(NewsNation) — Nearly one month since a Norfolk Southern train carrying toxic chemicals derailed in Ohio, people living in East Palestine and surrounding areas say they are still getting sick.
Some residents’ health problems do not seem to be improving, and families speak about the nightmares they are facing each and every day.
The families tell NewsNation that while they’re glad that East Palestine is not yet a ghost town, they’re not quite understanding why what they’re hearing and what they’re feeling are two very different things.
Some residents say the officials giving the all-clear on safety inspections doesn’t quite align with the ongoing symptoms that they’re still experiencing.
Ohio Gov. Mike DeWine and his wife, Fran DeWine, visited the site of the train derailment in East Palestine, Ohio, on Wednesday to get the latest update on the cleanup and removal of hazardous waste.
The couple also walked Leslie Run, a now-contaminated creek that Ohio EPA said it is in the process of sediment washing.
“That’s what we’ve said all along at Ohio EPA, that we know the contamination was here immediately,” said Anne Vogel, director of Ohio EPA.
It was the governor’s first time to see what many locals now call “ground zero.”
This week, the EPA said their tests have shown the drinking water and air to be safe.

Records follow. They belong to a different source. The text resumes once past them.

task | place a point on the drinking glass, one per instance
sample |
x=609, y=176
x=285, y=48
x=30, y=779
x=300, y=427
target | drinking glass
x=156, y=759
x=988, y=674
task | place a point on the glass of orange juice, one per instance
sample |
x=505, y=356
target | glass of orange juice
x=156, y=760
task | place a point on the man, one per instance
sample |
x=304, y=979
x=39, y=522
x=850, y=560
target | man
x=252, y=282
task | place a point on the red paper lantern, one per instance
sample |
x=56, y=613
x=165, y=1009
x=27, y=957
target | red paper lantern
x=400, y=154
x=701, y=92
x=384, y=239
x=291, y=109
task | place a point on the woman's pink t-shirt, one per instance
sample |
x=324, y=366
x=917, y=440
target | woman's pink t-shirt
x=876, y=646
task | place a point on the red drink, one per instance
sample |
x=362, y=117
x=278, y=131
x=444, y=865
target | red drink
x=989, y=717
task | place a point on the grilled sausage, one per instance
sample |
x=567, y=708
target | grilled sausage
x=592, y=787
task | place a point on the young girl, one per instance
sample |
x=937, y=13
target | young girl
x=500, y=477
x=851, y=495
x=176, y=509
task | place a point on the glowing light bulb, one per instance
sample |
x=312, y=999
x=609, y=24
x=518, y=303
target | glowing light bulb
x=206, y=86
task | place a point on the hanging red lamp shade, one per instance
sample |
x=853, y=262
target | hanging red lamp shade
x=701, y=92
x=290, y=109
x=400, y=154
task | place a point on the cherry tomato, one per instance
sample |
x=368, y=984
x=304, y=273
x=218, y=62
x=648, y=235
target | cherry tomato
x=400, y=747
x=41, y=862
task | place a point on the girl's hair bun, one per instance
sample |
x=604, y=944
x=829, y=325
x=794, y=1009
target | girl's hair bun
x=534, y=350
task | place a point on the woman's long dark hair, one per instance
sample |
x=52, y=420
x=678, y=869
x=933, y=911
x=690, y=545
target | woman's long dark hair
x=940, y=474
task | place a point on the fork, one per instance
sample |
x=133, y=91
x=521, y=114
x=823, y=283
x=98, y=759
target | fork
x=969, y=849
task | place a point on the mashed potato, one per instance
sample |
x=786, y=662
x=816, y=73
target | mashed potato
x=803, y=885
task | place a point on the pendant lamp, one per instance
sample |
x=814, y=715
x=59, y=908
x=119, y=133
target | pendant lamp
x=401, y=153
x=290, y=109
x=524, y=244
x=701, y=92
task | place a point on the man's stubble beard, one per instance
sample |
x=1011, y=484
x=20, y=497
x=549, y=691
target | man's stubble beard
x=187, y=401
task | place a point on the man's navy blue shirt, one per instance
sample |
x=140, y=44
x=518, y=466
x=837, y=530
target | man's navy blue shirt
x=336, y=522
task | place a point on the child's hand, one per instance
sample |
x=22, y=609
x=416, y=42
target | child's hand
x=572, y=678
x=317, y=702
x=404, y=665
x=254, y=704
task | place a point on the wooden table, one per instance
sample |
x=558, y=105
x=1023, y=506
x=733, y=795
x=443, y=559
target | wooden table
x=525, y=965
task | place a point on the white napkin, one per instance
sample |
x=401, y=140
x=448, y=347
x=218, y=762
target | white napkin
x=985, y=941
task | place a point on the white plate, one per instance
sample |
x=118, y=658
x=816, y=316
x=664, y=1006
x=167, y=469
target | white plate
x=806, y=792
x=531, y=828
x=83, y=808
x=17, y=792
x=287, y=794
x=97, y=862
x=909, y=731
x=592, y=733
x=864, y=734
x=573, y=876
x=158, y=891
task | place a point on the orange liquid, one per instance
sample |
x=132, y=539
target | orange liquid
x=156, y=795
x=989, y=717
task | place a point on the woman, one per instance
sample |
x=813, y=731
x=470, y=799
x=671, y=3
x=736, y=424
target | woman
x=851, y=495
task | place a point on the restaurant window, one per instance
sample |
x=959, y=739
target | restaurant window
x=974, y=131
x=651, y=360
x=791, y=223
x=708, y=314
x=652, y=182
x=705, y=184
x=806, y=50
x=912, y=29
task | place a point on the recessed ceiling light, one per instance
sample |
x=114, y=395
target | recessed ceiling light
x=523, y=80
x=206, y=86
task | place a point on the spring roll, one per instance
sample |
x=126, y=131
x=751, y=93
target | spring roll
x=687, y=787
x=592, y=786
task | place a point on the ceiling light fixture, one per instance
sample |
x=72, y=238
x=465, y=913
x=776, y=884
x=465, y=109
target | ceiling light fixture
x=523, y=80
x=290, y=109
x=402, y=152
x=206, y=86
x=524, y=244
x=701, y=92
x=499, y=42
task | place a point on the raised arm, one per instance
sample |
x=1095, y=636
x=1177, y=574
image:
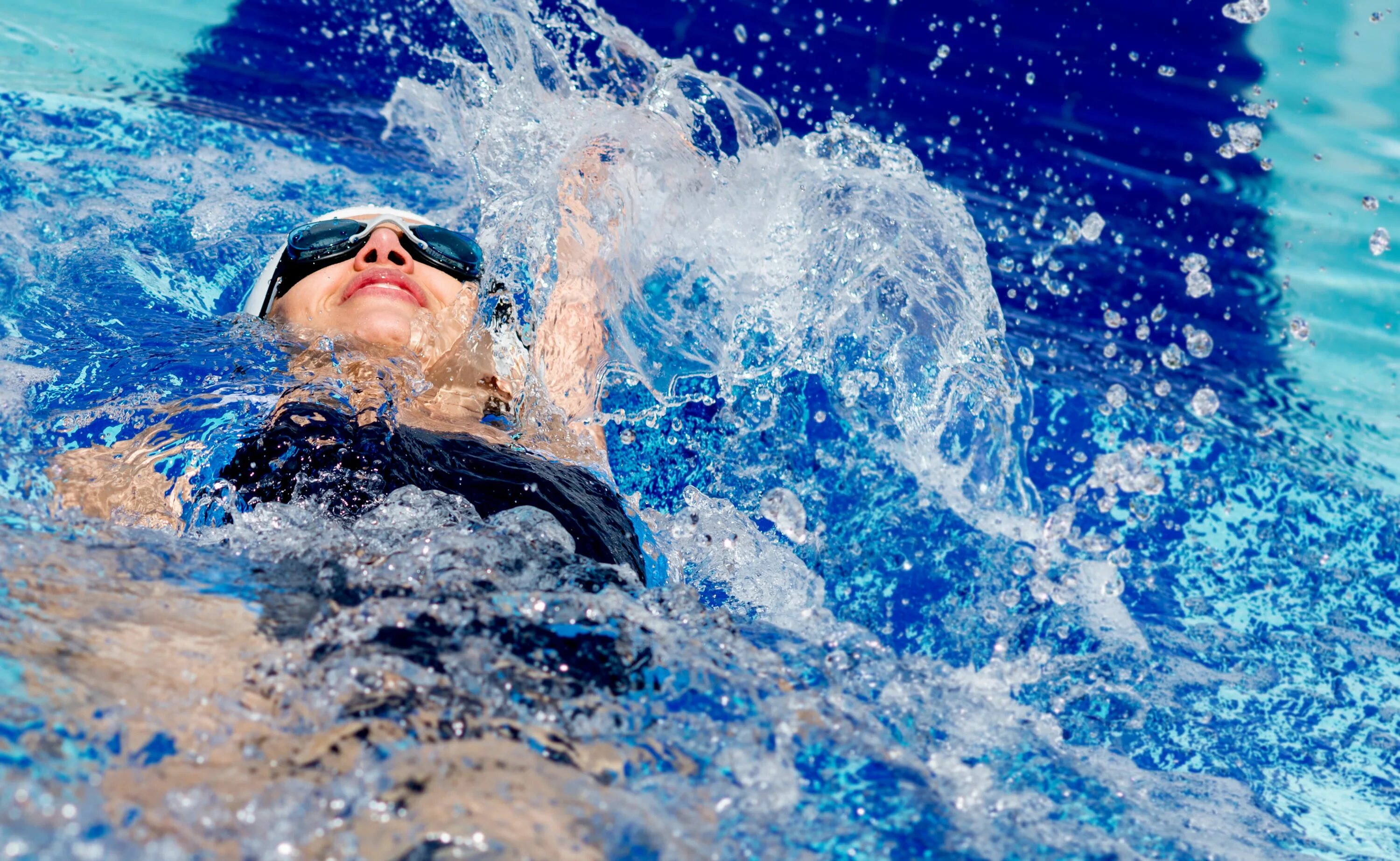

Locals tell NewsNation if that’s the case, why are they still having symptoms?
“Around my nose, I have a constant burning, said resident Darren Gamble said. “It’s the best way I can describe as if you’ve ever cut up hot peppers and you rub your nose after you call it pop out. That’s basically what I’ve had.”
Gamble and his wife Stella lived less than a mile from the train tracks Nearly a month later, their children and grandchildren are severely sick.
“My two granddaughters, they’re twins, they are 13 years old,” Gamble’s wife said. “Their doctor wrote on their medical reports that they had chemical burns to their throats and their skin. My daughter written on her medical report that she had chemical bronchitis.”
The medical report for their son’s fiancée reads contact dermatitis due to chemicals.
The Gambles are inside the so-called danger zone. But what about those on the outside?
“I don’t want to deal with cancer just because of somebody’s negligence,” said resident Janine Evans.
Evans lives four miles down the road in Negley. Her property is flanked by the creek and train tracks. On Feb. 3, she watched that black cloud come over her hills and hasn’t felt well for a month.
“My nose is all like raw on the inside,” she said. “And I thought at first it was like sinuses. It’s weird. My face was itching.”
Neighboring communities feel like they’ve been forgotten. No financial assistance, no door knock from the EPA. Evans is part of a group that plans to sue.
“I’m not worried about whether or not I get anything. I just want to make sure that I don’t want my water ruined. I don’t want cancer,” Evans said. “I mean, I don’t want any of this stuff because all the money in the world and go and take that away. And if you ruin water, what do you have?”